Justice spatiale

Les actes que nous accomplissons dans l’espace géographique ne manquent jamais d’affecter la vie des autres, tantôt en la compliquant, tantôt en l’améliorant. Quelle que soit l’échelle d’appréciation, ces «interactions spatiales» induisent des responsabilités sociales et, de ce fait, peuvent faire l’objet de jugements moraux de la part de ceux qui en font le constat. La justice spatiale désigne alors toute situation dans laquelle les formes d’organisation de l’espace perceptibles par un évaluateur permettent de générer des rapports sociaux que lui-même estime conformes à sa propre conception de la morale . Elle s’apparente donc à un ensemble de modèles normatifs à l’aune desquels la réalité géographique devient éthiquement signifiante, débouchant sur la formulation de jugements d’approbation ou de condamnation. En spécifiant le réel à l’aune de ce qu’il devrait être, la justice spatiale autorise à penser l’espace en termes géoéthiques et à envisager la géographie comme un savoir à caractère moral et politique, engagé dans le débat d’idées. La dimension spatiale de la justice concerne des problématiques très diverses : la composition interne des lieux, la distance qui les sépare, les liens et les interfaces qui les connectent, c’est-à-dire l’ensemble des paramètres qui contribuent à la structuration des systèmes spatiaux. Les rapports entre les centres* et leurs «périphéries» entrent ainsi dans la composition de la justice spatiale au même titre que les conditions sociales d’appropriation des ressources localisées, les rapports scalaires de pouvoir ou l’articulation des identités et des hiérarchies territoriales. Toute forme géographique peut ainsi être lue à travers le prisme de la justice spatiale.

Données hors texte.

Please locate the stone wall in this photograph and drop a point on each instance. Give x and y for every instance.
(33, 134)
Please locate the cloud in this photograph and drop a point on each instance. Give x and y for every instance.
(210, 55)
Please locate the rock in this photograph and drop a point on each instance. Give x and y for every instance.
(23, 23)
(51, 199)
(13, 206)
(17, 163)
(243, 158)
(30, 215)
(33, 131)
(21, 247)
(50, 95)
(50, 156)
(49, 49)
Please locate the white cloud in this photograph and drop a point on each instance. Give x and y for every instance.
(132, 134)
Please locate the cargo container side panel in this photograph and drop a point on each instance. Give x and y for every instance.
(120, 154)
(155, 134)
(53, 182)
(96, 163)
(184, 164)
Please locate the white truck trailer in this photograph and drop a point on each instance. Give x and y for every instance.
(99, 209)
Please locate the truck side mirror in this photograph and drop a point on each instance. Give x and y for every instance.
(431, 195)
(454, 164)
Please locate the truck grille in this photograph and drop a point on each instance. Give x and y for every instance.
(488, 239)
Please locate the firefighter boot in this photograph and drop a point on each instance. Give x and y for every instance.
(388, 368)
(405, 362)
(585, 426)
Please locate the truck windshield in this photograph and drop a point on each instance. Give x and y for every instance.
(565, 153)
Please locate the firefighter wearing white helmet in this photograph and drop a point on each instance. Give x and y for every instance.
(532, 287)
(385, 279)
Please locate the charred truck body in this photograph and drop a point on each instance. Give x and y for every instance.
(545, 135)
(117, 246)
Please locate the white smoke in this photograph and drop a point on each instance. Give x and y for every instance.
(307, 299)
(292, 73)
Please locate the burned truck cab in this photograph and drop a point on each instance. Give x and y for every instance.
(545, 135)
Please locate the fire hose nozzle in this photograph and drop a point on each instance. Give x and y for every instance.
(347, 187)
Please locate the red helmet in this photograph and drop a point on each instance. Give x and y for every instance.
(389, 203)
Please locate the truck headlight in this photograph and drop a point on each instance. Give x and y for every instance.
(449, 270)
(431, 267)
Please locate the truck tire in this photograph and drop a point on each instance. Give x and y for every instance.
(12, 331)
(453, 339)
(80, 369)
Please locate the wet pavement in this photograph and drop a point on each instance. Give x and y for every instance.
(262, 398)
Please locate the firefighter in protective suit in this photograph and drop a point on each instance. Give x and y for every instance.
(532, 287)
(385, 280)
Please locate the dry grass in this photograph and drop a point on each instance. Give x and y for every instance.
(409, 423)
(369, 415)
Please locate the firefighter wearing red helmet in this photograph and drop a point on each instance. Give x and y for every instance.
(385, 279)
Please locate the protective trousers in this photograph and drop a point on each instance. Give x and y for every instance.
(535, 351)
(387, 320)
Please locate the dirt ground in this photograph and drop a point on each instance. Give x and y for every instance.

Celle-ci ne correspond cependant à aucun schéma absolu. Les formes qu’elle est susceptible de prendre dépendent de paramètres variés qui portent non seulement sur la nature des normes morales reconnues comme fondatrices de la justice mais aussi sur le cadre géographique à l’intérieur duquel celle-ci est censée s’épanouir. Selon les situations géographiques, un même système de normes morales pourra conférer à la justice spatiale des allures très différentes. Dans l’hypothèse où la justice consisterait à fournir des droits égaux à l’ensemble des habitants de territoires distincts, il peut arriver qu’une même distribution spatiale s’apparente tantôt à un état de justice, tantôt à l’inverse. Dans certains cas, en effet, un semis régulier d’équipements ponctuels pourra être considéré comme favorable à l’égalisation des droits en matière d’accès, notamment s’il s’agit de permettre à une population répartie de façon homogène, au sein de laquelle les habitants ont des besoins égaux, d’accéder à cet équipement dans des conditions équitables. Si ce n’est pas le cas, c’est-à-dire si le service en question s’adresse en priorité à une certaine catégorie d’habitants inégalement répartie dans l’espace, une distribution homogène aboutirait à des inégalités d’accès assimilables à une situation d’injustice : certains équipements seraient saturés et offriraient des conditions d’accueil insuffisantes, tandis que d’autres fonctionneraient en sous-régime. En conséquence, la justice spatiale ne s’apparente à aucune configuration prédéfinie, indépendante des particularités géographiques des sociétés dans lesquelles elle est supposée prendre forme.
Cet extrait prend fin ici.